Caux éditions, 1998, Suisse : rue du Panorama, 1824 CAUX France : 22 av. Robert Schuman 92100 BOULOGNE BILLANCOURT ISBN :88037-033-7

 

Le bruit de fond

             J'étais inspecteur primaire depuis plus de vingt ans. J'avais visité beaucoup d'écoles, parlé à un grand nombre d'administrateurs, de directeurs, d'instituteurs, de parents.

J'avais interrogé beaucoup d'élèves pour vérifier leurs connaissances. Pourtant, je ne leur avais jamais parlé. Parlé directement comme à des amis.

             Un jour, j'ai décidé de le faire. Pas de discours, pas de sermon, pas de leçon. Alors quoi ?

Enseigner, c'est parler, parler, parler. " Après un quart d'heure, on ne vous écoute plus ", m'a dit un élève à la fin d'un cours de deux heures, au début de ma carrière.

Parler sans être écouté ? Etait-ce cela l'enseignement ? Et si enseigner, c'était d'abord écouter? Et, pour cela, commencer par faire silence en soi-même ?

             Ecouter les enfants, comme des personnes singulières, qui vivent une expérience unique et peuvent en dire ce que personne ne peut dire à leur place.

             Se taire. Se taire aussi avec eux, pour que chacun puisse écouter son cœur et dire une parole authentique, sortie du silence intérieur.

             Gageure ? " Les enfants d'aujourd'hui, m'a dit une institutrice, n'aiment pas le silence. Il leur faut du bruit de fond. "

 

Le bruit de fond, c'est peut-être moi.

             Bien souvent, la classe est un lieu d'agitation, de bavardage, quand ce n'est pas de chahut. La violence n'est pas loin.

 

Et si j'essayais, moi d'abord, d'introduire le silence dans la classe ?

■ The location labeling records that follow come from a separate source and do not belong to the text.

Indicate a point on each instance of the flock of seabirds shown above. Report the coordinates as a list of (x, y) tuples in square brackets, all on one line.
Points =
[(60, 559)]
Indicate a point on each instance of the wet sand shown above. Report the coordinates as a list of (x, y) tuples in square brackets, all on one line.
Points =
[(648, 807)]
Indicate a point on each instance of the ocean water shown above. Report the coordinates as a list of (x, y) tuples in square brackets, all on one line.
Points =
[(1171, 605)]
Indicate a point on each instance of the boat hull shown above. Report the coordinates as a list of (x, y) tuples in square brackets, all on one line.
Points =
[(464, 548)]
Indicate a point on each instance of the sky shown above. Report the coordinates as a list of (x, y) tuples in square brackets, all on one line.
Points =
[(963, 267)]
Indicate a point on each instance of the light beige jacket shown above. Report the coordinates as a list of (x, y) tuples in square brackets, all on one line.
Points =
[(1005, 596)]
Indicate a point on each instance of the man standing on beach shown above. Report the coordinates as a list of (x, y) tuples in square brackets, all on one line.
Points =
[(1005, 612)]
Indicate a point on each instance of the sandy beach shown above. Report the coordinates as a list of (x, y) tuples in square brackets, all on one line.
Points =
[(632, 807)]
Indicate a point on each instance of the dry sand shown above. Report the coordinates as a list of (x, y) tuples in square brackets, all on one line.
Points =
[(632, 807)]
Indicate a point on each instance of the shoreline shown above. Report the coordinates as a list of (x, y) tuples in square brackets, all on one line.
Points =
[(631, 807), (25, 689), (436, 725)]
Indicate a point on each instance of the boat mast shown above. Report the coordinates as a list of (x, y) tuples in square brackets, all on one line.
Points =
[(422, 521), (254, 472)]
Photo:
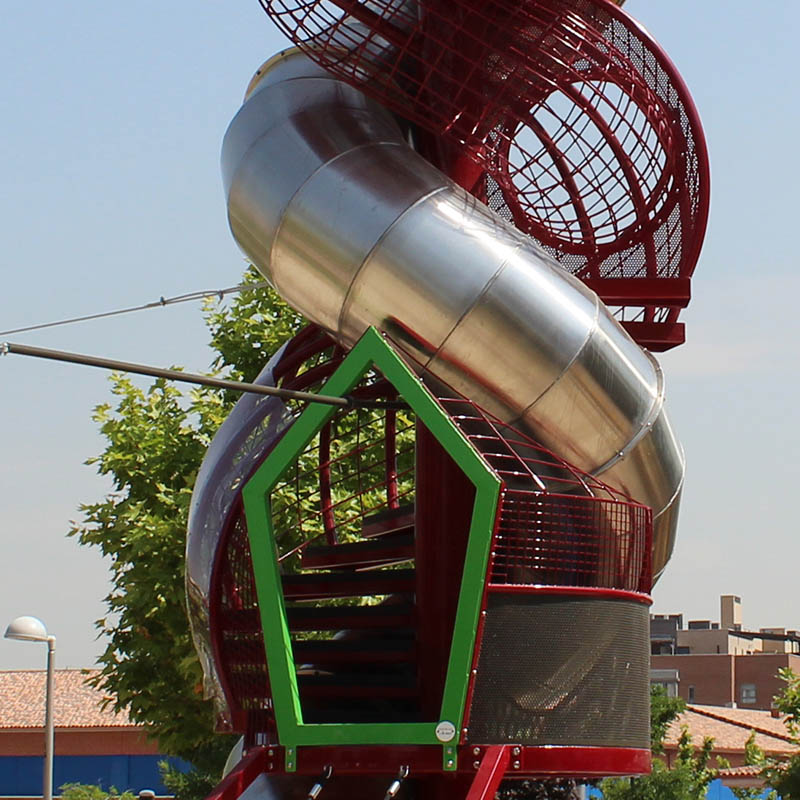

             Je choisis une classe coopérative, déjà entraînée à une méthode qui incite les élèves à préndre des responsabilités. L'institutrice, qui se trouvait être en même temps la directrice de l'école, avait la passion des enfants et, surtout, des enfants en difficulté. Pour elle, l'école devait offrir une chance égale pour tous, une chance de s'instruire, bien sûr, mais aussi d'apprendre la vie, la vie avec les autres et, ainsi, de se découvrir soi-même.

             Parmi la trentaine d'élèves qui composaient ce cours moyen, sept étaient marginaux. Ils se trouvaient là à cause de leur âge - neuf à onze ans - et parce que les maîtres des cours préparatoires et élémentaires ne savaient plus que faire d'eux. L'un ne savait pas lire. Un autre écrivait en charabia. Un troisième, très fantaisiste, se montrait incapable de soutenir son attention. Un autre encore avait été renvoyé d'une école voisine, pour vol. Les trois derniers atteignaient à peine le niveau du cours élémentaire.

             Sur le reste de la classe, de niveau moyen, trois élèves se distinguaient par leur maturité et leur vivacité. En particulier l'un d'eux, qui parlait peu, tenait parfois des propos d'une sagesse surprenante. Une petite fille raisonnait, parlait, écrivait comme une adulte. Une classe hétérogène, comme dans la vie où chacun diffère de l'autre.

             Avant la rentrée, j'avais convenu avec la directrice d'animer des entretiens libres avec les élèves de cette classe-là, une matinée par quinzaine. C'était l'occasion pour moi de mettre à l'épreuve, concrètement, les nouvelles instructions ministérielles sur l'éducation morale et civique, de pratiquer des " moments privilégiés de réflexion " sur la vie de la classe, l'environnement, le monde.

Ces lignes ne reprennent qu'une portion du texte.